Dr. M called, verifying what I was doing and knew/didn’t know by this time. I got his email address in case nobody at the drop had it - things happen - and verified with him a callback to let him know how it went. Then a call to the final stop confirmed that the two owners, who’d been working with our gaggle of people all day, had left for the day but, like us, had left instructions and my name with the night crew. Yes, they had the label.
Then Chrissy called again. She had verified (with whom?) that the truck driver was only 5 minutes away from the hub to drop the package. It was just after 5. This was going to work!

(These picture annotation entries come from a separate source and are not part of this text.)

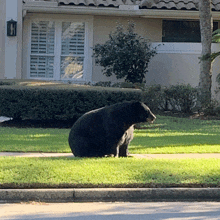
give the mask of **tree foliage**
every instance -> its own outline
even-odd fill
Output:
[[[202,54],[201,56],[210,56],[212,44],[212,29],[213,19],[211,14],[211,0],[199,1],[200,15],[200,31]],[[199,100],[200,106],[206,108],[211,102],[211,87],[212,87],[212,62],[210,59],[202,59],[200,62],[200,77],[199,77]]]
[[[103,74],[115,74],[117,79],[126,82],[142,83],[151,58],[156,54],[149,40],[134,31],[134,23],[128,23],[127,30],[122,25],[109,34],[109,40],[97,44],[94,48],[96,64],[103,67]]]

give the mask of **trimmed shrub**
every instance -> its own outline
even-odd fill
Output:
[[[88,86],[1,86],[0,115],[14,119],[76,120],[90,110],[125,100],[141,100],[141,91]]]

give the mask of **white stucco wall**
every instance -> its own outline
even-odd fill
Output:
[[[22,0],[5,1],[5,79],[21,78],[21,59],[22,59]],[[17,36],[8,37],[6,22],[9,20],[17,21]]]

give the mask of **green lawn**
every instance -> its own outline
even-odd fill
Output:
[[[0,127],[0,151],[71,152],[70,129]],[[220,121],[158,116],[135,130],[130,153],[220,153]]]
[[[220,159],[0,157],[0,188],[219,186],[219,173]]]

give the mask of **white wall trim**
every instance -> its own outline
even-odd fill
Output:
[[[6,1],[6,22],[13,19],[18,20],[18,1],[7,0]],[[17,63],[17,36],[7,36],[7,25],[5,25],[5,78],[16,78],[16,63]]]
[[[153,47],[157,46],[157,53],[170,54],[201,54],[201,43],[152,43]],[[220,43],[212,44],[212,51],[220,51]]]

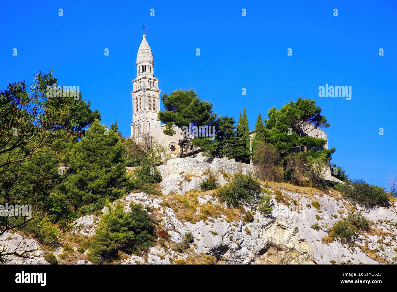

So I called Steve again, getting directions to the new hub address. While he was giving them to me, I got the incoming call beep and ignored it. At some point, guys, I actually had to get the work done! Checking voicemail, I found a message from Mary Jo, finally checking in. And Chrissy pocket-dialed me again. I called Mary Jo back quickly, it being a short drive to the hub.
You think it’s over, right?
Not only wasn’t the driver there, he might show up about 6:20. Chrissy’s info was about as accurate in this instance as her ability to use her phone. If he were on time, it’d be tight but still doable. Meanwhile I confirmed the tracking number and showed my driver’s license, clearing the way to pick it up when he did arrive. The crew in the hub had already been forewarned and were as helpful as possible under the circumstances.
I popped in about 6:14 just to check. Nope. Again at 6:20. New guy. Knew nothing. As I left, a truck pulling a trailer backed up to the nearest door. I figured it couldn’t hurt to ask if he had the Grand Marais pick up, and got lucky. Not only did he have it, he knew exactly where it was to grab. I signed it out, ran it up the hill, made sure it got scanned and emailed ( they needed the address, lucky I had it) and sent off.
Then I started down the list of callbacks to everybody who needed to know it was finally over. 11 1/2 hours of my time on the run, 10 minutes in my possession. Gotta be some kind of record. Pays worth three very good “normal” days. Plus a story to tell.